Yes. Results publish at the pre-registered read dates whichever way they point. A null here is a finding, and it ships on schedule.

A tool vendor cannot publish "mentions did not move citations" against its own category, and an agency selling certainty cannot publish a miss. This practice can, because the product is honest measurement plus the human fix, and a documented null is worth more to the next client than a massaged win. Holding a result back to wait for a balancing win would end this page's reason to exist.

Is llms.txt worth doing?

It is hygiene, not a lever. We ship one because it costs nothing, and we never bill for it. Third-party citations are where movement lives.
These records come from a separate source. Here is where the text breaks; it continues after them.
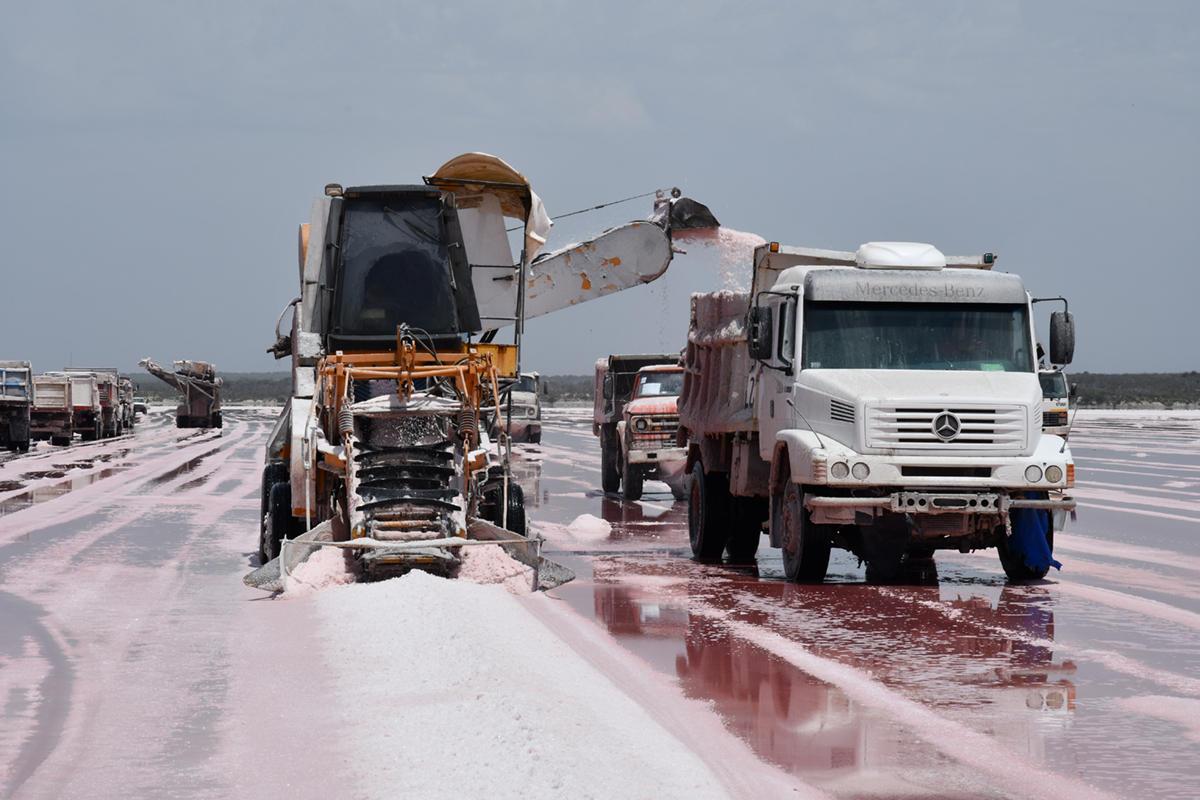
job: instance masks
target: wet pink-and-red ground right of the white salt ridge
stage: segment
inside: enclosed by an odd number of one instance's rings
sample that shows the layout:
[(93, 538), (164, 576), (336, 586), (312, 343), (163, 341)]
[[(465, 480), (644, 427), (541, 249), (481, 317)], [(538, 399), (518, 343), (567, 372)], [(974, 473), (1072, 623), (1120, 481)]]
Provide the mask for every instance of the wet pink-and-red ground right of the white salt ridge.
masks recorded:
[[(1062, 572), (994, 551), (872, 585), (690, 559), (686, 505), (604, 497), (584, 413), (526, 447), (526, 497), (580, 572), (552, 594), (706, 700), (758, 756), (838, 796), (1200, 796), (1200, 419), (1082, 415)], [(581, 515), (600, 517), (602, 525)], [(766, 545), (766, 537), (763, 537)]]

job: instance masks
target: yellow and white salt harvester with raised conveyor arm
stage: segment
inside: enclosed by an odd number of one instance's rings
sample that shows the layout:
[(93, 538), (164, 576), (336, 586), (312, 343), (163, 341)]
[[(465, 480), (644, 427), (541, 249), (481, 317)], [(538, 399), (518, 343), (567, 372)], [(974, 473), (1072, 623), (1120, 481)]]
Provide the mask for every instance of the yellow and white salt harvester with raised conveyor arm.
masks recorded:
[[(508, 219), (523, 231), (515, 259)], [(569, 579), (527, 537), (511, 477), (502, 401), (523, 323), (653, 281), (671, 246), (668, 224), (640, 222), (541, 254), (551, 224), (524, 176), (484, 154), (425, 185), (325, 187), (300, 229), (290, 335), (284, 309), (270, 348), (290, 356), (293, 386), (268, 441), (264, 567), (247, 584), (283, 588), (325, 546), (349, 548), (367, 579), (452, 575), (461, 548), (485, 541), (506, 542), (542, 585)]]

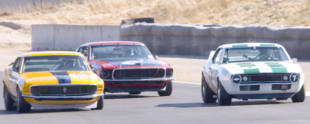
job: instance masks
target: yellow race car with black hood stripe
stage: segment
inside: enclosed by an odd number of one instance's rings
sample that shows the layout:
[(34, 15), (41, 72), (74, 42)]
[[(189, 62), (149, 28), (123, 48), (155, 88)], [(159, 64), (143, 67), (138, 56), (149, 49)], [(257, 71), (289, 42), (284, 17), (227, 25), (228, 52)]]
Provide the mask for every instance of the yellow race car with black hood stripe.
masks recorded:
[(104, 82), (80, 53), (27, 53), (10, 65), (3, 75), (6, 110), (103, 109)]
This site serves its own llms.txt, and our own checks show the file sitting on domains that are still absent from every answer that matters to them. Ship it, spend nothing on it, and put the effort where the evidence points: the third-party pages AI answers actually cite. Any vendor lining up schema and llms.txt as billable line items is billing you for hygiene.

Where is the weekly log?

Below, newest first. Entries land weekly; verdicts only land on the pre-registered dates. Thin weeks say so instead of padding.

#006
2026-07-03

Multi-engine day-0 baseline complete: 118 archived runs across ChatGPT, Perplexity, and Google AI Overviews. CiteGround absent on 12 of 12 category prompts on every engine, 0% share of voice. The fuller read also re-ordered the category leaderboard (Profound 28% edges Otterly 26%; AI Overviews alone had read Otterly 35%) - engines ground differently, measurably, again. The clock the standing test runs on starts here.

#005
2026-07-03

Test property changed to citeground.com, our own tool, before any intervention shipped: the prior property has other stakeholders and this experiment's subject should be fully ours. Day-0 baseline archived: absent on 12 of 12 category prompts, 0% share of voice; the category is fragmented (leader at 35%) and two prompts ground on just 8 distinct domains, which our winnability metric reads as takeable. Google AI Overviews baseline complete; ChatGPT and Perplexity baselines complete within days. The standing test: if the playbook cannot move our own number, it does not deserve your retainer.

#004
2026-07-03

Pre-registration amendment, made before any Set B order was placed: Set B (the cheap commodity-placement cell) re-targets our own directory-listing surfaces instead of the test property. Reason: the test property has other stakeholders, and the experiment's risk should sit with the practice that benefits from it. Set A (editorial placements for the test property) is unchanged.

#003
scheduled

Day-14 checkpoint: process notes publish here, verdict withheld by design. Reading outcomes this early would report noise as signal.

#003
2026-07-03

ChatGPT and Perplexity engines added to the harness (web-grounded, API-native citations). Multi-engine baseline re-run: 242 archived runs. The verdict moved: AI-Overviews-only showed Tendro absent 20 of 20; across three engines it is absent 14 of 20 with 4% share of voice, because engines ground differently. Adding engines revised our own number, which is the point of measuring.

#002
scheduled

Sprint 0 interventions go live per cell; the ladder clock starts. Placement orders and owned content logged with timestamps.

#002
2026-07-03

Full baseline shipped: 20 prompts, 3 runs each, 63 archived runs total. Tendro absent on 20 of 20. Supersedes the 3-prompt smoke reading in #001, which stays below because the archive is append-only.

#001
2026-07-02

Pre-registration published. Baseline run archived on tendro.com: absent on 3/3 checked buyer prompts, single-run, labeled directional only. The teardown is public at /t/tendro.

Baseline artifact: the citeground.com day-0 teardown.